Cosco Shipping Ports expects limited impact from Iran conflict

Cosco Shipping Ports, a unit of state-owned Cosco Shipping, reported a 1.1 per cent rise in net profit for 2025. Executives expect limited overall impact from recent military conflicts involving the US, Israel and Iran. The firm will closely monitor Middle East developments and explore alternatives.

Cosco Shipping Ports, a unit of state-owned giant Cosco Shipping, reported modest earnings growth for 2025 amid rising geopolitical risks to global trade. Net profit rose 1.1 per cent to US$312.1 million, with revenue up 11 per cent to US$1.67 billion. Total container throughput climbed 6.2 per cent to 153 million twenty-foot equivalent units (TEUs). Overseas terminals posted stronger growth at 11.5 per cent, compared to 4.6 per cent in mainland China, which accounted for about 75 per cent of total volume. The Hong Kong-listed port operator said it would “closely monitor” Middle East developments and take necessary measures for stable operations.
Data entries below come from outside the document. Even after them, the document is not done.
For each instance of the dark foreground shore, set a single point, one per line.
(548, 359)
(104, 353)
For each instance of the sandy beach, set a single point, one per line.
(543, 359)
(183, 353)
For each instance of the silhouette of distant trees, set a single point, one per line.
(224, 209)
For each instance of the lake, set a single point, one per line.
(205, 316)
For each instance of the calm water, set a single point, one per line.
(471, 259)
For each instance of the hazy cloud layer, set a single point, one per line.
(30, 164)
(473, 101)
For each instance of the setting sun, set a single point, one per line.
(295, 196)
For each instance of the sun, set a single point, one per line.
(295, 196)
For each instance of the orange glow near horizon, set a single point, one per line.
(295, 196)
Chairman Zhu Tao stated: “Recently, military conflicts involving the US, Israel and Iran have affected the Gulf region, including the Strait of Hormuz. In the short term, the Middle East situation will have some impact on the throughput of our Abu Dhabi terminal, but the overall impact on the group’s network and total business volume is expected to be limited.” The company has contingency plans and will explore alternative routes, including ports in the Gulf of Oman, to manage trade flows.